Parce qu’ils n’ont pas été formés pour. Ils ne disposent pas de la capacité de communiquer, d’expliquer, de négocier. Quelques compétences sont connues sur la place. Mais c’est un nombre limité. De plus, certains refusent catégoriquement de s’impliquer. Je vois plusieurs raisons de ce désistement, soit on refuse de s’exposer, soit ils ont tenté l’expérience du pouvoir et en ont été écœurés. Résultat : dans le paysage, on ne voit qu’une majorité de médiocres. Pour accepter de travailler au gouvernement, il faut avoir le sens patriotique, la volonté, mais aussi un minimum de motivation. Avec le salaire actuel d’un ministre, il ne faut pas s’attendre à une ruée de grandes compétences.

Les salaires des ministres sont bas même par rapport aux pays comparables au nôtre, comme le Maroc. Certes. Mais ces salaires sont compensés par beaucoup d’avantages en nature. Cela coûte énormément aux contribuables et ouvre la voie à un nombre incalculable de dérives. C’est un système suranné qu’il faudra revoir peut-être.

Comment lutter contre la corruption avec un système pareil ? Au Liban, quand feu Rafiq Hariri avait pris le pouvoir, il avait demandé des fonds pour relancer l’économie et parmi ses priorités la revalorisation des salaires de certaines catégories figurait en bonne place, payer plus pour que les gens ne soient plus tentés.

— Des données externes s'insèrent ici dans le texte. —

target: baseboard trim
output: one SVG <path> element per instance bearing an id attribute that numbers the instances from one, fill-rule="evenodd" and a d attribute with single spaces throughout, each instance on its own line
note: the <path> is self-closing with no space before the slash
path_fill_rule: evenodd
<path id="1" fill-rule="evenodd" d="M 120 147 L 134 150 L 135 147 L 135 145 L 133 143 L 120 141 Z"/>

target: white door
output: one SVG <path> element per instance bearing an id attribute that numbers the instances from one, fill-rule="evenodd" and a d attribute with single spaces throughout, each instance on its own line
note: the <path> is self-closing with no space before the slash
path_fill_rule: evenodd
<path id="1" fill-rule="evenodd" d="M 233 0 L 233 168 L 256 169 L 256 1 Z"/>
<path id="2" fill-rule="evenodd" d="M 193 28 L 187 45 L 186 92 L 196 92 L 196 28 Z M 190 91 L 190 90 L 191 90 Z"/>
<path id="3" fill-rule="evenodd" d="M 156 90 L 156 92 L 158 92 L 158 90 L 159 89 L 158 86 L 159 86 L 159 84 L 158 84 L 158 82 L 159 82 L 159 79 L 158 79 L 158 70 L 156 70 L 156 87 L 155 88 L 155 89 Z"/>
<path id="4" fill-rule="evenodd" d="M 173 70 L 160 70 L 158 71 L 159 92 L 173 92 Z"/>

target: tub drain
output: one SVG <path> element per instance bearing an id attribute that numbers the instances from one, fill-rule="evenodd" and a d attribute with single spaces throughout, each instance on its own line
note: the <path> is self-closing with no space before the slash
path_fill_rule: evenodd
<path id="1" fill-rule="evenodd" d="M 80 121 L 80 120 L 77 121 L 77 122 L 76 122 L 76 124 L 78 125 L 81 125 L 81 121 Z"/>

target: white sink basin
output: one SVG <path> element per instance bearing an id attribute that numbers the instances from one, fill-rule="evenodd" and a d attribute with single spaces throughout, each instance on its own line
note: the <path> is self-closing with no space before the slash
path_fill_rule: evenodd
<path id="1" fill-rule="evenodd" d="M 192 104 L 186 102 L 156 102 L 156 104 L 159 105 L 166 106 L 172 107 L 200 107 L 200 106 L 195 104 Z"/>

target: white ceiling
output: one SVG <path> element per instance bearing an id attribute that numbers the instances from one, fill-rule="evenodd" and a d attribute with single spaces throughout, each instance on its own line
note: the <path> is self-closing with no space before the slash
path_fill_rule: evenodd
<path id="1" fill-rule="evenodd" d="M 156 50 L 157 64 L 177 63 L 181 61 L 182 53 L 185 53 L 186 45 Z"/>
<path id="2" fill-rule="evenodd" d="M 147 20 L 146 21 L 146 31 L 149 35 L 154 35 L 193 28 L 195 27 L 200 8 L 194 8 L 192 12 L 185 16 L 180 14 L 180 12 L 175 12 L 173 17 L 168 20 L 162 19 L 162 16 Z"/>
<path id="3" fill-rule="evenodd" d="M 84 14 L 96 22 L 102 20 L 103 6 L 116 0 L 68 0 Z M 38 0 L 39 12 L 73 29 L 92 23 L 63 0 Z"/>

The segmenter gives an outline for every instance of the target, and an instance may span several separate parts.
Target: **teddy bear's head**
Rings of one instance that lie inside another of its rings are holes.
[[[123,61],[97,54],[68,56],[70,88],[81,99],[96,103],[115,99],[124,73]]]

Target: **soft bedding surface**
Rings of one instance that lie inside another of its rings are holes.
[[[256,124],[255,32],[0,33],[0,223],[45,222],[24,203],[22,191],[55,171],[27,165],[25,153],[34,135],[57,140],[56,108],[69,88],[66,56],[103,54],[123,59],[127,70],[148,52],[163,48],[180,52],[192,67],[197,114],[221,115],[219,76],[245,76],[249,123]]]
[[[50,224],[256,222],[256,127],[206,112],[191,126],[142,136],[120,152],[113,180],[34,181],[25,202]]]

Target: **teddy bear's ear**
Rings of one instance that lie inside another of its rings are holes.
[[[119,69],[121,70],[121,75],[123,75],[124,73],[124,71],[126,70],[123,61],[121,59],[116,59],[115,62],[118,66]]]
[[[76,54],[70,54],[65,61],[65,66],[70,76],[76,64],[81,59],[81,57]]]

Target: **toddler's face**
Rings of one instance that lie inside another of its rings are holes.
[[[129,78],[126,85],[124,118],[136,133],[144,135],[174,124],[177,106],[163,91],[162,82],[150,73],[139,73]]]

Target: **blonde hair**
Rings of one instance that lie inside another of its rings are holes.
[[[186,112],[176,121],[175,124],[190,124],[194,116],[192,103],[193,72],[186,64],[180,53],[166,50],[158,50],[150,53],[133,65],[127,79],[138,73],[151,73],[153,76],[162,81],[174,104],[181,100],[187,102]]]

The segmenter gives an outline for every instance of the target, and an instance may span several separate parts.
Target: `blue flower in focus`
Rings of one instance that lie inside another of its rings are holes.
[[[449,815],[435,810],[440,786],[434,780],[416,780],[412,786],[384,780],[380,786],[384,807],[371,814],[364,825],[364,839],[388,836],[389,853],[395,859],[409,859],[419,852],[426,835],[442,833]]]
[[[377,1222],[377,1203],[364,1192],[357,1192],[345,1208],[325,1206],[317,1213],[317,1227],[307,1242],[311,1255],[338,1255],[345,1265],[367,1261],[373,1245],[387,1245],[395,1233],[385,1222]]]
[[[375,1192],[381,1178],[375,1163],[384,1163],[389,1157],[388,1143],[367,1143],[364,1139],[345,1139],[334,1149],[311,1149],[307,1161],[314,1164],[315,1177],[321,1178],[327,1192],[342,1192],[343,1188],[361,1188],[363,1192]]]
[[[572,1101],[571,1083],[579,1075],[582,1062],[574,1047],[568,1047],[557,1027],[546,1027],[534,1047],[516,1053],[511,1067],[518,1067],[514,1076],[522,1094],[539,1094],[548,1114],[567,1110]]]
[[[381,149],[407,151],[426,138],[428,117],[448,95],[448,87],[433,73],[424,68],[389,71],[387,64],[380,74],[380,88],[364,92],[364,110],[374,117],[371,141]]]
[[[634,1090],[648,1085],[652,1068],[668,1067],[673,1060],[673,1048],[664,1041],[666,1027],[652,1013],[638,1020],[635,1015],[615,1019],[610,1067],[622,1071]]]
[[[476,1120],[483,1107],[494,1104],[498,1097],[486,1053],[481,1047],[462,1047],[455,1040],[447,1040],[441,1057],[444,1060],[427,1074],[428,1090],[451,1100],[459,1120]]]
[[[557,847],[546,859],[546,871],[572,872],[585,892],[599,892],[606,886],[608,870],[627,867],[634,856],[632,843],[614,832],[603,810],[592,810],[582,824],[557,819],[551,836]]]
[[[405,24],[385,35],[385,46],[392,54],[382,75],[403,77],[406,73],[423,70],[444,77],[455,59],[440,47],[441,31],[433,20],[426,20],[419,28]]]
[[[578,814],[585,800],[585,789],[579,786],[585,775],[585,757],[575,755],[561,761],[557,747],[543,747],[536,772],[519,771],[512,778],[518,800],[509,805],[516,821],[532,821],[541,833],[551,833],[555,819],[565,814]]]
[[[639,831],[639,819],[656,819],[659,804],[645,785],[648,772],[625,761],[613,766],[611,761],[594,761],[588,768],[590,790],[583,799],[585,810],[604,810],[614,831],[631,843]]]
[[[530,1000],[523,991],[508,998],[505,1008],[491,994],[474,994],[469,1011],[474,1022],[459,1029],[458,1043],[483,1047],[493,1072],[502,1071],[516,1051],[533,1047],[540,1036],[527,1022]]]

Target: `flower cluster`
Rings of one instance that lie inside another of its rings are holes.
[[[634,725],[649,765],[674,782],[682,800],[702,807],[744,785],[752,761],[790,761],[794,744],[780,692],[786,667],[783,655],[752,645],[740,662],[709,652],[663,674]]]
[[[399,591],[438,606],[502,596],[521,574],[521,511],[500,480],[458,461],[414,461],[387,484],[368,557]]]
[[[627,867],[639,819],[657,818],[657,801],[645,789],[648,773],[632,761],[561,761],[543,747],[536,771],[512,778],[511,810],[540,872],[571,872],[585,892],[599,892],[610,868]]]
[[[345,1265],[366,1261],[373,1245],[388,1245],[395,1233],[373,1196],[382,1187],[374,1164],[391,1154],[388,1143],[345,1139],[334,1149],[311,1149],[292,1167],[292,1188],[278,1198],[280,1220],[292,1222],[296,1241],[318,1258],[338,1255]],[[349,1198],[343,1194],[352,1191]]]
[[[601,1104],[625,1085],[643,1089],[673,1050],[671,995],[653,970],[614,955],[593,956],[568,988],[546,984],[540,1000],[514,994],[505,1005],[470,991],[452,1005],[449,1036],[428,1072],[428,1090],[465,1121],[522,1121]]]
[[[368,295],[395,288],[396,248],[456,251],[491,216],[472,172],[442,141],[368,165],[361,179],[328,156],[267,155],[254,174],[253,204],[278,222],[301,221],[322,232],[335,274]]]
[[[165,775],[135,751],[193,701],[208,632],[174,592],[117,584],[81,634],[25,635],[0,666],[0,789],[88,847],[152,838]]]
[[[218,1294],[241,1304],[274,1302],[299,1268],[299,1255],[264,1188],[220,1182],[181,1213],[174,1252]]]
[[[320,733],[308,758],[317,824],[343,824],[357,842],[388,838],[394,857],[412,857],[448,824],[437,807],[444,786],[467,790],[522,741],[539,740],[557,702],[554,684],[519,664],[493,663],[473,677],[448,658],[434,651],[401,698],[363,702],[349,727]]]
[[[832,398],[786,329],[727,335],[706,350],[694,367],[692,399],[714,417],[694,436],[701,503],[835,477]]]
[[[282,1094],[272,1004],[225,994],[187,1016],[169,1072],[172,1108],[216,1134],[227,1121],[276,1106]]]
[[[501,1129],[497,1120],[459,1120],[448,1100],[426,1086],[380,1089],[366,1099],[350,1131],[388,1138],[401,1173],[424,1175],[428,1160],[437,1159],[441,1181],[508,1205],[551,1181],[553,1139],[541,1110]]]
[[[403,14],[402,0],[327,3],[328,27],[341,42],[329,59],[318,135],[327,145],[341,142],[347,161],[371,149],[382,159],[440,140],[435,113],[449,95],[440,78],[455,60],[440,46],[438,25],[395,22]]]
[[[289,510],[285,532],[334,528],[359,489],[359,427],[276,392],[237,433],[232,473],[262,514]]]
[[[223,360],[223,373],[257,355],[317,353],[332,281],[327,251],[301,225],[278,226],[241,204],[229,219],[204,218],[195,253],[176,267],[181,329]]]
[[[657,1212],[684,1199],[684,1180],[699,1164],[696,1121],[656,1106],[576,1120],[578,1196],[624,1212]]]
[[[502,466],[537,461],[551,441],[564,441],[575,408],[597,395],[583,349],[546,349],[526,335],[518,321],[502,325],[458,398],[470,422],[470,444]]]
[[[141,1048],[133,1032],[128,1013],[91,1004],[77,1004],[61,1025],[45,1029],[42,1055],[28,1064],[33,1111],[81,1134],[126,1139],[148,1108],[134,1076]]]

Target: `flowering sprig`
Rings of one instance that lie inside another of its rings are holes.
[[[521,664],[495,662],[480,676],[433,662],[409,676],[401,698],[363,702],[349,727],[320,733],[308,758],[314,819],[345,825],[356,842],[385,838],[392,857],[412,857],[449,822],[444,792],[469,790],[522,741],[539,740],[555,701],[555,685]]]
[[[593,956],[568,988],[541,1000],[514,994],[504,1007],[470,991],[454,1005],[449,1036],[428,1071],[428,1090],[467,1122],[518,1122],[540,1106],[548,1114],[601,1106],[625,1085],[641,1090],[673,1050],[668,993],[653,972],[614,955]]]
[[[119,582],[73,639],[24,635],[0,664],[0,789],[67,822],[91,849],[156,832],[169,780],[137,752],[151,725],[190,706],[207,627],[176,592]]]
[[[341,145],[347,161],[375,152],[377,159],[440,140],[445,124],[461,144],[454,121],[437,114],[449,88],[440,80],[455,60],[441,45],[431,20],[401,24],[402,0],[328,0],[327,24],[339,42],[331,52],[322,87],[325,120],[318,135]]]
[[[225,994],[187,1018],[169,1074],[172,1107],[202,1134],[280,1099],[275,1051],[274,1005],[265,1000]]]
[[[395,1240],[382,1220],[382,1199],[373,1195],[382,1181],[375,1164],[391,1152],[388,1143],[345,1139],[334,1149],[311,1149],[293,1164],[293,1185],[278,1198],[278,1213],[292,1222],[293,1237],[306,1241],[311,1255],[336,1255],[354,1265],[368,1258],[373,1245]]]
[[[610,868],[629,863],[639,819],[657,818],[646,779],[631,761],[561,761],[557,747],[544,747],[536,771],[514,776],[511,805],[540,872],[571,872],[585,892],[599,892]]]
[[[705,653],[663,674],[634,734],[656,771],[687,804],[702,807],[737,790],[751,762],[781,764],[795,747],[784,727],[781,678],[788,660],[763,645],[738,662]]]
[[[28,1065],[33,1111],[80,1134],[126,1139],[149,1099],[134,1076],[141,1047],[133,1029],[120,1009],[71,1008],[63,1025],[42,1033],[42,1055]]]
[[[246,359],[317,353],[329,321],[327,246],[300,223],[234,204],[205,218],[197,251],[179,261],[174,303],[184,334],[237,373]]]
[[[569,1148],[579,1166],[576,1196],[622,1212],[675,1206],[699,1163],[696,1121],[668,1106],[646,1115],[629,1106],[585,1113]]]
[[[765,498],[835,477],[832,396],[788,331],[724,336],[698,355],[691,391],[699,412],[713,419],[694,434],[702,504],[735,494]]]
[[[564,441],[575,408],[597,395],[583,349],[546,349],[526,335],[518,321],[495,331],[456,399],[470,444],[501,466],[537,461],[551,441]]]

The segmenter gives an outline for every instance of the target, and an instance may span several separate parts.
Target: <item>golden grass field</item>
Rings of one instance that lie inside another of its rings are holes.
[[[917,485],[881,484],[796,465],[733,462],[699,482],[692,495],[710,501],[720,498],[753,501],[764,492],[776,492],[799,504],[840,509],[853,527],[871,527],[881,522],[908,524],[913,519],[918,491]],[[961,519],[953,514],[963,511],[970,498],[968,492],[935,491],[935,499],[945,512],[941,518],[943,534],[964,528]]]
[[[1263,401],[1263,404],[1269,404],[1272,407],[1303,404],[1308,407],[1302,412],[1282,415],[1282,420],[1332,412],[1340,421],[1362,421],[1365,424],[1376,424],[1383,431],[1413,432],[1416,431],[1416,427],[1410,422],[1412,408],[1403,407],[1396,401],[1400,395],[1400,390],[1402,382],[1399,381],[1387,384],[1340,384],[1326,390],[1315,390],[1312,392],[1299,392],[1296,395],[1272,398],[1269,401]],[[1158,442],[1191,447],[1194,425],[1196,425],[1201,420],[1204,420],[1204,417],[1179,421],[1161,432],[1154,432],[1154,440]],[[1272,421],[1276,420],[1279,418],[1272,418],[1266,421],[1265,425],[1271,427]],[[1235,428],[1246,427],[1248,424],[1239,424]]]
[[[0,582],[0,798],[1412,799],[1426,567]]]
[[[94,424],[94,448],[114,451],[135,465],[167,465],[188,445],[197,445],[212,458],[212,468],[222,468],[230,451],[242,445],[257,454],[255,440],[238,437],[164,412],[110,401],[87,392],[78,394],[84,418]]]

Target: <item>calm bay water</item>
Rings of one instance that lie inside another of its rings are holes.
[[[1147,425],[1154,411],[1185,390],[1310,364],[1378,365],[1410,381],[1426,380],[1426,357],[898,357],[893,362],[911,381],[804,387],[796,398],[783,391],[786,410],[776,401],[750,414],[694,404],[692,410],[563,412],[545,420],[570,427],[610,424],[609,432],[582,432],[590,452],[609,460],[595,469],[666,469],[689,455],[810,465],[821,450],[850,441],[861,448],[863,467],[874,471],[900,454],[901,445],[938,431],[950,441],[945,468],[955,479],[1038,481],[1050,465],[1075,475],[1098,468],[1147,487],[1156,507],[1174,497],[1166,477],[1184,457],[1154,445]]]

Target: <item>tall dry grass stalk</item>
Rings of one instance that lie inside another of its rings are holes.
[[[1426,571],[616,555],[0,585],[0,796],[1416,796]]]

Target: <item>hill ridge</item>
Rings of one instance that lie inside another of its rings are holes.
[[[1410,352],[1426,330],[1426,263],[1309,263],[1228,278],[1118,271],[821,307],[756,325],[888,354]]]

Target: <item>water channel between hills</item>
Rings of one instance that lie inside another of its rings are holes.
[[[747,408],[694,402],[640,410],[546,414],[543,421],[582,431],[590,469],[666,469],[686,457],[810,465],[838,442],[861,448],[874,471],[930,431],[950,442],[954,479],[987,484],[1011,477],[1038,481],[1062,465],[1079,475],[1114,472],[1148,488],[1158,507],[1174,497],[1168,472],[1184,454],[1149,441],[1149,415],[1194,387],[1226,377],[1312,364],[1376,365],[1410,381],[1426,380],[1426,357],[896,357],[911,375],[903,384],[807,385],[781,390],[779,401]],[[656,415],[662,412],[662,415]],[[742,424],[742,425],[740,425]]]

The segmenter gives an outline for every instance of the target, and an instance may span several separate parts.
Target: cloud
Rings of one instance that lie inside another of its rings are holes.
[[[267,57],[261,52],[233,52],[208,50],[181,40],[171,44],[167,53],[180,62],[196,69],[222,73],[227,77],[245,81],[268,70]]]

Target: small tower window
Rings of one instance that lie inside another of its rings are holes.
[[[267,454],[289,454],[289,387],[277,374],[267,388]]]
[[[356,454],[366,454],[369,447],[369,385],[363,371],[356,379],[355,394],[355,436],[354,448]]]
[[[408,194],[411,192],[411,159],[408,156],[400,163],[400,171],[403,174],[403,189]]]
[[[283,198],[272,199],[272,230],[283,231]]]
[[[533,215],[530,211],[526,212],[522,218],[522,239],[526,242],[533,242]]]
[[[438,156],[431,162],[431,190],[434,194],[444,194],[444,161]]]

Dans une certaine mesure, Hariri père avait réussi. Dans une approche de refonte complète du système de gouvernance, il faudra revoir la grille des salaires des entreprises publiques. Comment voulez-vous retenir un ingénieur aéronautique quand il est payé dix à quinze fois plus à l’étranger ? Qu’est-ce qui peut le retenir ? Rien, sauf le patriotisme. Lequel souvent n’est pas reconnu. Le pays a besoin d’une vraie révolution culturelle. Il faut que les Tunisiens sachent qui ils sont, où ils vont, acceptent l’autre, qu’ils soient ouverts  sur l’étranger, parlent au moins deux langues, apprennent à respecter les lois, les règles, les personnes, l’environnement.  En Tunisie, rien n’est respecté, y compris le code de la route. Cette révolution culturelle doit commencer par le haut. Mais si un responsable utilise 3 ou 4 voitures, arrive au bureau à 11h00 et quitte à 15h00, comment peut-on instaurer des règles et les faire respecter par tous ? Il faut que les responsables fassent preuve d’exemplarité sans faille. Et il faut mettre en place un système de récompenses et de sanctions.